# Text generation using RNN - Character Level

To generate text using RNN, we need a to convert raw text to a supervised learning problem format.

Take, for example, the following corpus:

"Her brother shook his head incredulously"

First we need to divide the data into tabular format containing input (X) and output (y) sequences.
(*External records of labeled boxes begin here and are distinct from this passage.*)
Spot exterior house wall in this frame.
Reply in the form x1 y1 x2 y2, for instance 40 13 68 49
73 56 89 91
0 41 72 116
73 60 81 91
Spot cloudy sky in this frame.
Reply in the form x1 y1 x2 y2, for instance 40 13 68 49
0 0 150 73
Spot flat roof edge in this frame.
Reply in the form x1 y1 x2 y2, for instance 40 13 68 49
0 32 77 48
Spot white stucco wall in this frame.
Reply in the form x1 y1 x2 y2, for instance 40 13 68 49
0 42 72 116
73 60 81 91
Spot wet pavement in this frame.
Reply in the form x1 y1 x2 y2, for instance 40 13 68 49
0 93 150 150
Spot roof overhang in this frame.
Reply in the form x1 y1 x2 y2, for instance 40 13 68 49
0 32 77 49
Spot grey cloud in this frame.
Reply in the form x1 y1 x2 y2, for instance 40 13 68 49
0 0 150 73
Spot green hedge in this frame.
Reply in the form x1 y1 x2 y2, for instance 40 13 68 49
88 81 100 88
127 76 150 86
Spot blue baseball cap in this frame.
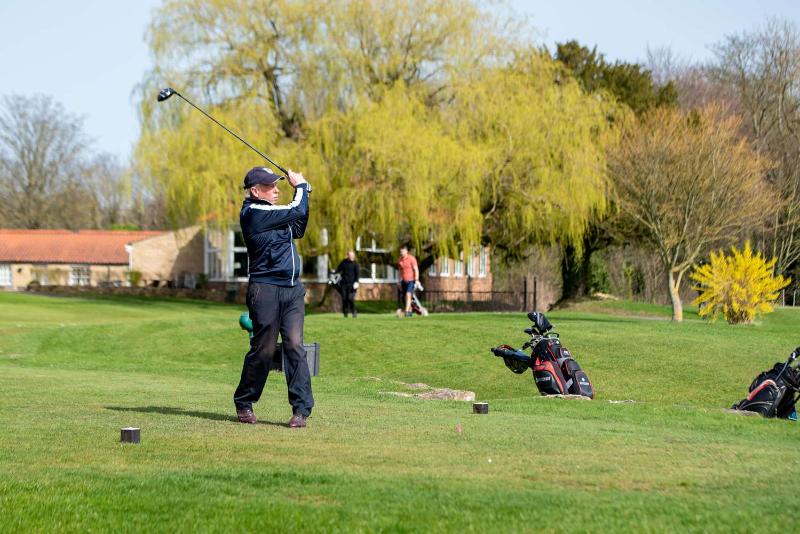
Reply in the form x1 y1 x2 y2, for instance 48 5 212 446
244 167 283 193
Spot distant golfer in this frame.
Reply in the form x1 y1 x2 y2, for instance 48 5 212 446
233 167 314 428
397 245 419 317
336 250 359 319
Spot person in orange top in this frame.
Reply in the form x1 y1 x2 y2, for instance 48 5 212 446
397 245 419 317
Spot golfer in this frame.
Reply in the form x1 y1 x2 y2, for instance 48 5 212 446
233 167 314 428
336 250 359 319
397 245 419 317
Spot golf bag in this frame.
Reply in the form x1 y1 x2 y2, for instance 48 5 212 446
491 312 594 399
731 347 800 419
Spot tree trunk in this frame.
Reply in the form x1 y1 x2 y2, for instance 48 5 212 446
559 240 592 302
667 269 683 323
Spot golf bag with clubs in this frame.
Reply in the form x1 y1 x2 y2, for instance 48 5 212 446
731 347 800 419
491 312 594 399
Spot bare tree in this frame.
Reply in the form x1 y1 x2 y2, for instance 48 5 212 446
709 20 800 272
84 154 133 228
0 95 138 229
610 106 772 321
0 95 87 228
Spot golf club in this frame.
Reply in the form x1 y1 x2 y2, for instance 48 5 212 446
158 87 289 180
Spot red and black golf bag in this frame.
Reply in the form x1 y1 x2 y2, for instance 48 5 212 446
491 312 594 399
731 347 800 419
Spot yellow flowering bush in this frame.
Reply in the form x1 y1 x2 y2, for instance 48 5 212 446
690 241 791 324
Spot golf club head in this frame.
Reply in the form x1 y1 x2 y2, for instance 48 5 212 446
158 87 178 102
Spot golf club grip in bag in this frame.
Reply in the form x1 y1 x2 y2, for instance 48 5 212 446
731 362 800 419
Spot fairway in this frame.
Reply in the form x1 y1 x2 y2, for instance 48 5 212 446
0 293 800 532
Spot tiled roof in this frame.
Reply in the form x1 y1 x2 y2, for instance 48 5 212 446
0 229 164 265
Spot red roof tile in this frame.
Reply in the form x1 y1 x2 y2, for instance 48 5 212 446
0 229 164 265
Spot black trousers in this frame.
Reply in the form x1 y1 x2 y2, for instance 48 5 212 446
339 284 358 317
233 282 314 417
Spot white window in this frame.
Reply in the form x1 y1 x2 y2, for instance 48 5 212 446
439 258 450 276
69 265 92 286
31 263 48 286
453 252 464 278
0 263 11 286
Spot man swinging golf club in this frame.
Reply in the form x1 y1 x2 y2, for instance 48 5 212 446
233 167 314 428
157 87 314 428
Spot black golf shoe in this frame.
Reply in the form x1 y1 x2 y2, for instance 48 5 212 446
236 408 258 425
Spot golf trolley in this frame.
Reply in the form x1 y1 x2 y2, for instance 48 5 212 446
731 347 800 420
490 312 594 399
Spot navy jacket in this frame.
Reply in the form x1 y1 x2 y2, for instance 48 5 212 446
239 184 310 286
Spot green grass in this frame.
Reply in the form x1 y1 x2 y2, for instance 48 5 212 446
0 293 800 532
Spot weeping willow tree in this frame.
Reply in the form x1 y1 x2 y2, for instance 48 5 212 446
136 0 613 264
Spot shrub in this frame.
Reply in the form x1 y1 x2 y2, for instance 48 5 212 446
690 241 791 324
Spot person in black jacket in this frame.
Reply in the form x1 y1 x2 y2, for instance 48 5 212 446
233 167 314 428
336 250 359 319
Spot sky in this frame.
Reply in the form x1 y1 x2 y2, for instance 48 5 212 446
0 0 800 162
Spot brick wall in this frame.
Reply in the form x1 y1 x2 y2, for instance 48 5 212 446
131 226 203 285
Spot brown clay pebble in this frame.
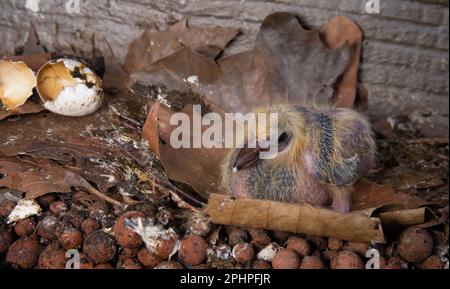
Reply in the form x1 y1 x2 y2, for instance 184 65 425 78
118 258 142 270
383 257 408 269
64 207 86 229
178 235 208 266
94 263 114 270
306 236 328 251
0 200 16 218
397 227 433 263
153 237 177 260
385 243 398 257
14 218 36 238
331 251 364 269
155 261 184 270
300 256 325 269
328 238 344 251
88 202 110 220
286 236 311 257
227 227 248 247
81 218 102 235
344 242 369 257
0 223 14 254
83 231 117 264
120 248 139 259
138 248 162 269
272 231 291 244
252 260 272 270
248 229 272 248
58 227 83 250
186 214 212 237
6 237 41 269
37 215 59 240
36 194 57 208
72 191 92 205
114 211 145 248
39 243 66 269
232 242 255 263
50 201 69 216
419 255 444 269
272 249 300 269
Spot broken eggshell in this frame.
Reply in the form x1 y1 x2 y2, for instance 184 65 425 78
0 60 36 110
37 58 103 117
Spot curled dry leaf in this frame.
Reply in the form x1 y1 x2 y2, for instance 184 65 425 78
0 60 36 110
320 16 363 107
205 194 385 243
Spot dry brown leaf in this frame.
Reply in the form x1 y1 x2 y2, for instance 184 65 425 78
0 101 45 120
0 157 71 198
321 16 363 108
0 156 121 206
205 194 385 243
352 179 430 210
125 19 239 74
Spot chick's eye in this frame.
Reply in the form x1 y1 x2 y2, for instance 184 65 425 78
278 132 289 143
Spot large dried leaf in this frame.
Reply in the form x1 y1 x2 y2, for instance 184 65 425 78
0 157 71 198
321 16 363 107
125 19 239 73
143 103 227 199
352 179 430 210
0 156 121 205
130 13 350 112
137 13 356 195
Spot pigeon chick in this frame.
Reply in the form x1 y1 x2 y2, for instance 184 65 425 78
222 104 375 212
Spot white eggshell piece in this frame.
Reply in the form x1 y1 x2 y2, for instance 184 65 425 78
7 199 41 224
44 79 102 117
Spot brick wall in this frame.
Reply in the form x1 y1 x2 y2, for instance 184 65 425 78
0 0 449 135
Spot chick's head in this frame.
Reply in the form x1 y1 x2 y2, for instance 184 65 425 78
222 104 310 191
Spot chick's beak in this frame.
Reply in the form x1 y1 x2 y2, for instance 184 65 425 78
233 142 268 171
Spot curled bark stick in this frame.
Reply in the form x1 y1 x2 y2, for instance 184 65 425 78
205 194 385 243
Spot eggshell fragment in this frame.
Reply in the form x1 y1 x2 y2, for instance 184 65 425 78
0 60 36 110
37 58 103 117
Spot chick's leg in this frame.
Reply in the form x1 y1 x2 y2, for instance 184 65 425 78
330 186 352 213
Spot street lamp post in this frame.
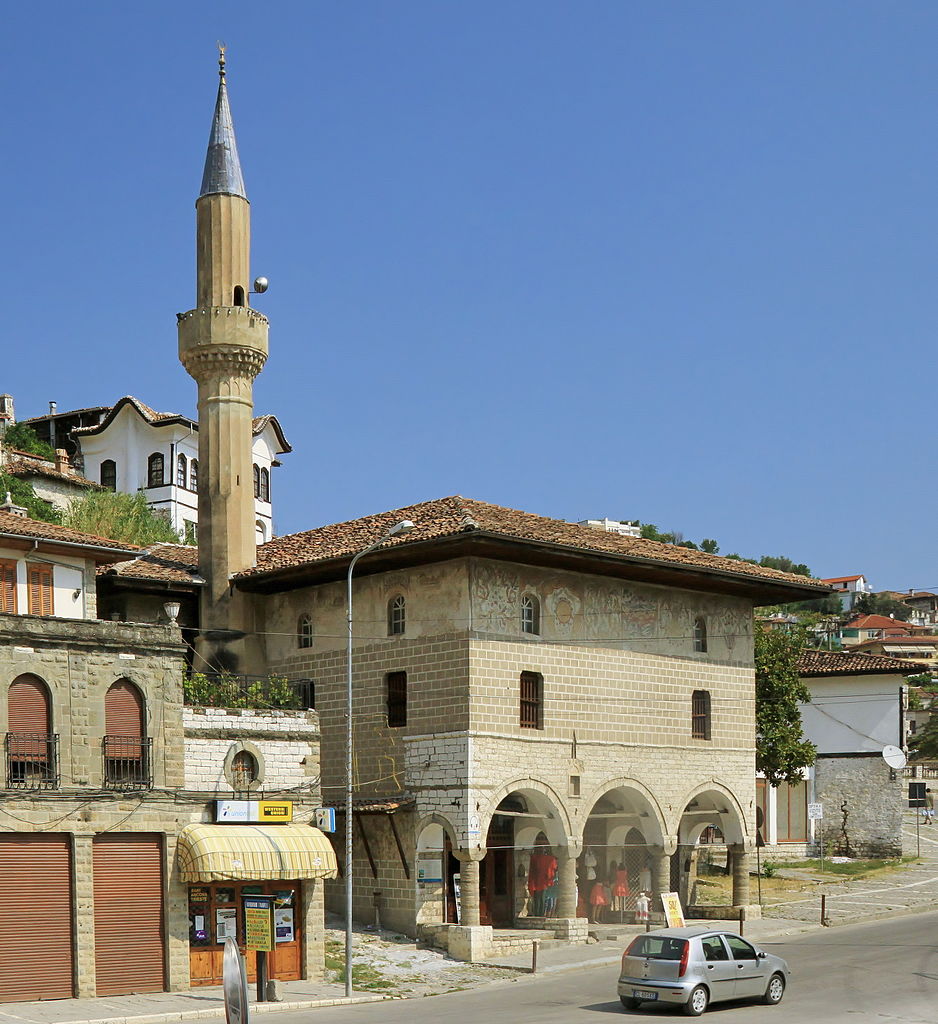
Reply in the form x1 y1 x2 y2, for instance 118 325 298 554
345 519 414 996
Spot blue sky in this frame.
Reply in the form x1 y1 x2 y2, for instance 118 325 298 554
0 0 938 589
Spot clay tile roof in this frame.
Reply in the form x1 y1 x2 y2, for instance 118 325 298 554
798 650 922 676
236 495 828 595
0 511 140 554
844 615 911 631
99 544 203 586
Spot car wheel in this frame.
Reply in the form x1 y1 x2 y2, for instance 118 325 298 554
762 974 785 1007
684 985 710 1017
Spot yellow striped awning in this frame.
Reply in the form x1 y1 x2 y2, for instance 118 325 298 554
176 823 339 882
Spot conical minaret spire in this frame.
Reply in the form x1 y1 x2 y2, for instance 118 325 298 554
199 45 248 199
178 47 267 672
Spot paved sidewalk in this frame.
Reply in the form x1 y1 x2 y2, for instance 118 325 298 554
0 812 938 1024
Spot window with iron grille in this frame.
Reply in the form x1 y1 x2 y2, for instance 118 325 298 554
231 751 257 792
26 562 54 615
101 459 117 490
690 690 710 739
521 594 541 636
693 616 707 651
520 672 544 729
387 594 407 637
146 452 166 487
385 672 408 729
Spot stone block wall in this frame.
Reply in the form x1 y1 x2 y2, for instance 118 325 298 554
814 754 904 857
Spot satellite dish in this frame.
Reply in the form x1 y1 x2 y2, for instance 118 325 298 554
883 743 906 769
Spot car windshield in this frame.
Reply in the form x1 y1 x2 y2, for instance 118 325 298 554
628 934 687 959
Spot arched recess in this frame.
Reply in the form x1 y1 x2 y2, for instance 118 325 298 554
6 673 58 790
577 778 669 922
104 679 151 787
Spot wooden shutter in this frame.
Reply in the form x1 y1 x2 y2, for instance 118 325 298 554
0 833 75 1002
93 833 166 995
26 562 53 615
0 561 16 614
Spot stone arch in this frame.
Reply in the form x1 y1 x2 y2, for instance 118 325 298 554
676 780 750 846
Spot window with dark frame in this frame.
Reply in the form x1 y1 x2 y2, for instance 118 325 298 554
387 594 407 637
100 459 117 490
146 452 166 487
693 615 707 651
519 672 544 729
521 594 541 636
385 672 408 729
690 690 710 739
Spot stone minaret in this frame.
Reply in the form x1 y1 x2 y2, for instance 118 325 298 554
178 48 267 672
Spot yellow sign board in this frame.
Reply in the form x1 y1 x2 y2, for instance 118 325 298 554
257 800 293 821
244 896 273 953
662 893 684 928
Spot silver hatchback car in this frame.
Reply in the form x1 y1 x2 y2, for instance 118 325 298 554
619 927 791 1017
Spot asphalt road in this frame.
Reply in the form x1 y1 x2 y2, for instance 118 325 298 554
276 912 938 1024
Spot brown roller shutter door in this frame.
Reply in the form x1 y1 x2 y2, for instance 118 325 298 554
94 834 166 995
0 835 75 1002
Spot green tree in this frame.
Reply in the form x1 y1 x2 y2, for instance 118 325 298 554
754 629 817 785
853 594 912 623
61 490 180 547
2 423 55 459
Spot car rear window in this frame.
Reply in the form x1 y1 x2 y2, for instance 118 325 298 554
627 935 687 959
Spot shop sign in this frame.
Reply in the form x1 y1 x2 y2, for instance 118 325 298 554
215 800 293 824
244 896 273 953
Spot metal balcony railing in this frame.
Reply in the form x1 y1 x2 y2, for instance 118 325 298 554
103 735 153 790
4 732 59 790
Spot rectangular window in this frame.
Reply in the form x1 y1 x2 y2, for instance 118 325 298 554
0 560 16 614
387 672 408 729
690 690 710 739
775 782 808 843
520 672 544 729
26 562 53 615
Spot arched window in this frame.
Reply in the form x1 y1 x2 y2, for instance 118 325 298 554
231 751 257 792
387 594 407 637
693 615 707 651
104 679 151 790
521 594 541 636
6 675 58 790
146 452 166 487
690 690 710 739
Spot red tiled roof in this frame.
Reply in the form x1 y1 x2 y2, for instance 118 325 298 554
236 495 828 596
0 511 140 554
98 544 204 586
798 650 922 676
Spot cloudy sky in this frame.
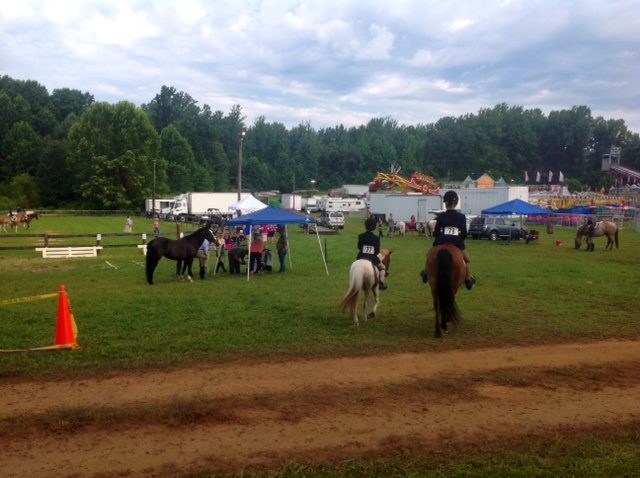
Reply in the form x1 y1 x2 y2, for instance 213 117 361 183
0 0 640 132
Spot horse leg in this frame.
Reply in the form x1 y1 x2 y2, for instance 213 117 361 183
176 259 184 282
351 294 360 327
362 289 371 322
433 297 442 339
369 284 380 319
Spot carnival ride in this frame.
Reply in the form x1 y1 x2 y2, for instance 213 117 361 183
369 166 440 196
In case of a character level model, the X and y will look like this:

|      X     |  Y  |
|------------|-----|
|    Her b   |  r  |
|    er br   |  o  |
|    r bro   |  t  |
|     brot   |  h  |
|    broth   |  e  |
|    .....   |  .  |
|    .....   |  .  |
|    ulous   |  l  |
|    lousl   |  y  |

Note that in the above problem, the sequence length of X is five characters and that of y is one character. Hence, this is a many-to-one architecture. We can, however, change the number of input characters to any number of characters depending on the type of problem.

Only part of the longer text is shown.